In 2012, France’s then-president, Nicolas Sarkozy, used a cycling analogy to explain why he was determined to promote more competitiveness in the country’s research system. “I love watching the Tour de France,” he told Nature, before adding: “We’ve never seen the pack accelerate because those at the rear go faster; the pack accelerates when the leaders accelerate.”
Sarkozy was defending plans to provide extra funding to a select group of universities, out of keeping with France’s usual model of egalitarian pay and funding from the state (Nature 484, 298–299; 2012). It was part of a package of measures that also included giving universities more autonomy in setting budgets, borrowing capital for investments and paying higher salaries to researchers. Sarkozy wanted more scientists to think of themselves as entrepreneurs, producing commercially successful products from their work. His government also wanted more French universities to achieve high positions in the global rankings.
Some reforms were undoubtedly overdue, and Sarkozy’s vision, continued by current President Emmanuel Macron, has started to bear fruit. Macron has introduced legislation that will add €26 billion (US$30 billion) to France’s research budget over the next decade. And, as we have reported, Paris-Saclay University, which was formed this year, is 14th in the 2020 Academic Ranking of World Universities, marking the first time a university in France has made it into the top 20 of one of the main league tables.
These are noteworthy achievements. Funding increases on such a scale are rare, as is the sight of a new institution vaulting onto a ranking list. But the latter is expensive, too. To create Paris-Saclay, the government spent €5.3 billion and merged 14 separate research and higher-education institutions just outside Paris into a science super-campus. The new university hosts more than 300 laboratories and around 100 companies. A €2.9-billion metro line from Orly Airport is being built to help accommodate the needs of its 30,000-strong workforce, which is projected to increase to 80,000 in the next decade.
France’s reforms are under keen scrutiny by many countries, especially those that have also made it a national policy to see their institutions in the major rankings. But in addition to the monetary costs, they must consider the human costs of creating a research culture in which early-career researchers employed on temporary contracts are required to compete for grants. France is embarking on a journey well travelled by other countries, notably the United States and the United Kingdom. When academics must compete for jobs, funding, promotions and publications, those who meet metrics of success carry on, while many others are forced out. The toll on researchers’ health and well-being, especially for those early in their careers, is sadly well documented.
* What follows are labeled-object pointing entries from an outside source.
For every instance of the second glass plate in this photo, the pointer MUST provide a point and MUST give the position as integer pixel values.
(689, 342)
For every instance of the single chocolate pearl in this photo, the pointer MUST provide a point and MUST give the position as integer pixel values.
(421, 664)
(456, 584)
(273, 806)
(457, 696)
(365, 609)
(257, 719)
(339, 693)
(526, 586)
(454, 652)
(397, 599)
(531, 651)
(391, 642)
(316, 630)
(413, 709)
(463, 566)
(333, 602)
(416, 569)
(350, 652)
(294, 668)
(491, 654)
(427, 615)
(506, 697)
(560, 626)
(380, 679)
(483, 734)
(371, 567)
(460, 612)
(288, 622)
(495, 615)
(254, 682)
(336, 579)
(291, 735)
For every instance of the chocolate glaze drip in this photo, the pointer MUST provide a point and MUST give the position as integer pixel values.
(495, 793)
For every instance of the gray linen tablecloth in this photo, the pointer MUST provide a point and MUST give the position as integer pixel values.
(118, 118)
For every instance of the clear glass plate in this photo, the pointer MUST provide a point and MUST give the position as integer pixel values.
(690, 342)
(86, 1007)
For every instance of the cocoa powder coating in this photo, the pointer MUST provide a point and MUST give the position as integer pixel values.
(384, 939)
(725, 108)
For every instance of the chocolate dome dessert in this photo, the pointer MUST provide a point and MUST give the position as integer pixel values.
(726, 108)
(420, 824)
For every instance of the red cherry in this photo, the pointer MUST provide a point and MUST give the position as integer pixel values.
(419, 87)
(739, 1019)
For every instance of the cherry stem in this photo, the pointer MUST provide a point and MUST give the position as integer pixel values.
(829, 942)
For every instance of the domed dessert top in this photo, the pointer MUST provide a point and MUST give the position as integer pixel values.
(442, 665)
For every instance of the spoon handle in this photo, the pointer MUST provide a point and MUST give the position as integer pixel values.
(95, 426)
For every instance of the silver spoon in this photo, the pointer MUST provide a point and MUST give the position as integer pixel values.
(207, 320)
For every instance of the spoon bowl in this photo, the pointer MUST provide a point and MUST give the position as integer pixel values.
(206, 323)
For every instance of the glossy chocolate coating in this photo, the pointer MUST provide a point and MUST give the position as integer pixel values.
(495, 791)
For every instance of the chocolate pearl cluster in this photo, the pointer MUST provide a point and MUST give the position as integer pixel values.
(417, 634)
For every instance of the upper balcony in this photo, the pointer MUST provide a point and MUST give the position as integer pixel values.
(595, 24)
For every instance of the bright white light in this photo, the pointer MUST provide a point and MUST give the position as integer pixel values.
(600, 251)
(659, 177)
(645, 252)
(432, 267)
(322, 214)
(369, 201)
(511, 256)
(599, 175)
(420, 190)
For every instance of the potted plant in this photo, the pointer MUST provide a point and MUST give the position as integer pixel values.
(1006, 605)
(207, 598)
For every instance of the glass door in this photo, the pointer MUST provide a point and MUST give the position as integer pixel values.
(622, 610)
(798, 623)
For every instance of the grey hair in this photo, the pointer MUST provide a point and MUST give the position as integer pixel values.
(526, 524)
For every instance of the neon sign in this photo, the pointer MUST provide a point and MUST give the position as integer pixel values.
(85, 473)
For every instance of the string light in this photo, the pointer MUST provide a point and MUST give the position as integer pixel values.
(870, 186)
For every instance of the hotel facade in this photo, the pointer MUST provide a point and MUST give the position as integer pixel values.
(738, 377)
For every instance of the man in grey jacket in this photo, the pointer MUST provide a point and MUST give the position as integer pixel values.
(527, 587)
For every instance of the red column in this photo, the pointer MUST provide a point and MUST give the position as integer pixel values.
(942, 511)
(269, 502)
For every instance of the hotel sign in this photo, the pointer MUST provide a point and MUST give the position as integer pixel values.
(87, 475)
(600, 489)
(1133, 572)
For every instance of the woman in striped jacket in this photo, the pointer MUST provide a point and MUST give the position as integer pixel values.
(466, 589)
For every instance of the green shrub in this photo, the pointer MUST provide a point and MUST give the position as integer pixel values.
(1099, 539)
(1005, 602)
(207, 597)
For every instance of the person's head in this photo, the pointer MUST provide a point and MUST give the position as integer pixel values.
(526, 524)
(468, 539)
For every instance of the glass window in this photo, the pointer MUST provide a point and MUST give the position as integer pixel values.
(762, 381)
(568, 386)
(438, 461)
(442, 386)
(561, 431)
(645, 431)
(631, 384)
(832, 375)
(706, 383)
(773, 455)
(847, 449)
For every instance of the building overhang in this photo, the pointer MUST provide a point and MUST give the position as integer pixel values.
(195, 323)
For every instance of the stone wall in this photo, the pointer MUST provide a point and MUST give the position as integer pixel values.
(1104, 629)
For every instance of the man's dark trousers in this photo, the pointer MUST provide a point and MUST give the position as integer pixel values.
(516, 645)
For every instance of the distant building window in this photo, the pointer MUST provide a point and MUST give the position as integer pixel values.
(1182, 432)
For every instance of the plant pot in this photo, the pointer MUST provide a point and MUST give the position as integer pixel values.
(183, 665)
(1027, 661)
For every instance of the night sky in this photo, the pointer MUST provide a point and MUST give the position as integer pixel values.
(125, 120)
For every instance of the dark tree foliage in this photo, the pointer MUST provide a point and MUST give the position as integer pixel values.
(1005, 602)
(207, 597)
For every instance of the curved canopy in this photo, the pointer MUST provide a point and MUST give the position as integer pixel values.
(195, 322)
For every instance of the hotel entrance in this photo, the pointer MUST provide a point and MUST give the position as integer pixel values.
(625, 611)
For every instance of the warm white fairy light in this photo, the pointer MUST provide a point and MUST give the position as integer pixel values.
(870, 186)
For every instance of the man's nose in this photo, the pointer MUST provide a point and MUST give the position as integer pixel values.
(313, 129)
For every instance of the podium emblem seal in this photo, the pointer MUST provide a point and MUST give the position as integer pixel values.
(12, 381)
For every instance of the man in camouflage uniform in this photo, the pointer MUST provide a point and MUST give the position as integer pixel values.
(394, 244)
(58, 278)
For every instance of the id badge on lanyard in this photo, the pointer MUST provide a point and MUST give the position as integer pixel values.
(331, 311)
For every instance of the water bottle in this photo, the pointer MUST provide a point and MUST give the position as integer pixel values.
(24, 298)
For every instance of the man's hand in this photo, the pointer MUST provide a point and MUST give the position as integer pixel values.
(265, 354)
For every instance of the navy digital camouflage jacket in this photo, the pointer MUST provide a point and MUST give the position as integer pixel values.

It is partly for this reason that university ranking systems are coming under the spotlight and researchers are starting to ask how they can be reformed. Last month, a working group from the International Network of Research Management Societies showed in a preliminary report that when a ranking tries to capture the tapestry of the world’s universities in a single composite index, it inevitably fails to fully measure the diverse ways in which institutions provide benefits to students, staff and other stakeholders. A single indicator also struggles to value that part of a university’s mission that cannot easily be captured by conventional performance metrics — such as the well-being of research staff. One of the group’s recommendations is for ranking systems to avoid producing composite indices. Instead, it says, they should adopt the dashboard approach, publishing separate numbers for the various things being measured.
Loss of security
Before the Sarkozy–Macron reforms began to take root, the French system was designed to look after staff well-being. This is one reason that the reforms remain controversial among France’s research unions and opposition parties.
In the past, French universities were, at least in theory, funded according to a principle that the state should treat all institutions equally because they are all responsible for the same thing: educating the nation’s young adults and producing scholarship.
Researchers, moreover, had the status of public servants and were hired on permanent contracts. Salaries, although low by the standards of developed countries, were set mostly according to a national scale, which made them transparent and predictable. As a result, early-career researchers experienced less of the precariousness that plagues the research systems of the United Kingdom and the United States, where most early-career researchers are poorly paid and have little job security.
But secure employment and the general well-being of staff tend not to be recognized. Instead, the Academic Ranking of World Universities, for example, puts weight on publications in Nature and Science, and on awards such as the Nobel prizes and the Fields medal. Unable to persuade the rankers to change their criteria, Sarkozy and Macron opted instead to change France’s research culture. They did this by introducing competitive grant funding, temporary contracts for early-career researchers — and Paris-Saclay.
This decision was surprising, in part because Sarkozy is the same president who established a commission to investigate ways of creating measures of economic and social progress that value leisure activities, time spent with family and other things that contribute to quality of life but are not captured in composite global economic indices such as gross domestic product. Sarkozy wrote passionately in the foreword to the commission’s 2010 report, Mismeasuring Our Lives, that it is important for societies to measure the things that matter across a range of individual numbers — the dashboard approach. He pledged France’s full support for these efforts.
The creation of a new university is rightly a source of pride and achievement for France. Paris-Saclay must fulfil the hopes of a nation and the dreams of its young people. But France’s government needs to take a harder look at its latest competitiveness agenda, now that researchers have had time to study the impacts of such policies elsewhere. It should strive for the best of both worlds: to produce research that benefits society, balanced with support for the well-being of those on the academic front line.